Di fronte a noi a poca distanza si disegnava sull’azzurro purissimo del cielo il profilo gigantesco del cono vesuviano che, a poco a poco, appare in tutta la sua mostruosa grandezza dinanzi a quelli che salgono al Monte Somma. La sua cima, sormontata da un bianco pennacchio di fumo, ci appariva qua e là tappezzata dalle larghe macchie giallastre delle fumarole.
Ecco Napoli e tutti i vulcani spenti dei campi Flegrei, che sembrano pigmei innanzi a questo antico colosso; di là dal golfo di Napoli quello di Pozzuoli e poi il Tirreno e le isole di Procida e di Ischia.

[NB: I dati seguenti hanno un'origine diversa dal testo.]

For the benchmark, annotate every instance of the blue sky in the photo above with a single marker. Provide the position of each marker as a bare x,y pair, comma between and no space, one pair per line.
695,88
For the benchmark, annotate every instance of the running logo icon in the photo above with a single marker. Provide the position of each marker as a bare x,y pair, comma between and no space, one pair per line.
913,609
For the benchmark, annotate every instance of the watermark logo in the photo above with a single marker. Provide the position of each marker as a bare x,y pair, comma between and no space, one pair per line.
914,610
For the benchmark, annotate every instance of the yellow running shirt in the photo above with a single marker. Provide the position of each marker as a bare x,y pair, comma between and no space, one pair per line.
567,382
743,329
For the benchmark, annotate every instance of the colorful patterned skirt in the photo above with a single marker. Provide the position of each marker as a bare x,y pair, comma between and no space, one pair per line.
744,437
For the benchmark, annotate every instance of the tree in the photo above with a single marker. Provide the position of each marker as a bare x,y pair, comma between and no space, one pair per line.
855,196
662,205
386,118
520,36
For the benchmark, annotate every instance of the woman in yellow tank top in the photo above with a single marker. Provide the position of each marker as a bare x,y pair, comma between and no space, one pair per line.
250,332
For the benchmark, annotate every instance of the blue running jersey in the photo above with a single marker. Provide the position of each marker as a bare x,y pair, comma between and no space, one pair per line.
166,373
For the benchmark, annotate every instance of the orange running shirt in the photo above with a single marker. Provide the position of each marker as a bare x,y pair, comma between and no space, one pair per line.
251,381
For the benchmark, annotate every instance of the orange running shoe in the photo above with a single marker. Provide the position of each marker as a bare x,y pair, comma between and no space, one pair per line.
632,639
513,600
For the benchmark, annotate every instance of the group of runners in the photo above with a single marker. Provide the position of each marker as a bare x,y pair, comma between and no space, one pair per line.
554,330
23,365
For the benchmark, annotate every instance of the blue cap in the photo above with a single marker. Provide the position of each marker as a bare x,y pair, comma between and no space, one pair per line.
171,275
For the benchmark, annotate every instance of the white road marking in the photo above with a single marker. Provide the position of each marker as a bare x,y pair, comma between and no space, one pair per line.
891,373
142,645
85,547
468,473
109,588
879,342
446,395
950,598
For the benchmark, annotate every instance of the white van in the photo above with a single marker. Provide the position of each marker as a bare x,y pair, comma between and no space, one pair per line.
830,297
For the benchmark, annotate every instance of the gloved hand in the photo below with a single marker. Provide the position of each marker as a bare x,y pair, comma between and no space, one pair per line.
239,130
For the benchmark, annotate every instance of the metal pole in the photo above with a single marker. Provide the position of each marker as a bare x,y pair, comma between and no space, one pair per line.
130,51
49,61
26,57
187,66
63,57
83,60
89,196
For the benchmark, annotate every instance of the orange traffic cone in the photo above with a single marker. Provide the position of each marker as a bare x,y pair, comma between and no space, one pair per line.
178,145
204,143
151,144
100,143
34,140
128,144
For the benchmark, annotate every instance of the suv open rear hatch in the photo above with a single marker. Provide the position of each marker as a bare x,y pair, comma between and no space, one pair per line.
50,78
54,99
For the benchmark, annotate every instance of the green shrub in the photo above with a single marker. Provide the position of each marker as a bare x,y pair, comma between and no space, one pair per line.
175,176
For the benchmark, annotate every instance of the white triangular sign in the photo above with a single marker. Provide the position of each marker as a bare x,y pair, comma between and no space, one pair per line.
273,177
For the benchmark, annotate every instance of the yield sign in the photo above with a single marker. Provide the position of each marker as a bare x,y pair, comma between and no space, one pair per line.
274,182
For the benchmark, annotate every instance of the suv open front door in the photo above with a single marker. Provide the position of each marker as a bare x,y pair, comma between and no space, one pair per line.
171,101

Ecco Capri e Castellammare ai piedi del seducente Monte Sant’Angelo a tre pizzi. Ecco la ricca pianura del Sarno, terminata dalle colline di Palma, che di qui appaiono, al pari di quelle di Nola, come tanti mucchi di sabbia bluastra.
Ecco le lontane vette del Terminio, del Taburno, dei Tifatini ed, alla fine del giro, la pianura campana , tutta sparsa di paesi e di ville.
Per un momento pensammo di discendere nell’Atrio del Cavallo, discesa piuttosto pericolosa, perché la parete interna del Monte Somma, di colore rossiccio e ricca di minerali, è quasi a picco, e le rocce, scabrose e sporgenti, sono in pochi punti coperte di sabbia mobilissima.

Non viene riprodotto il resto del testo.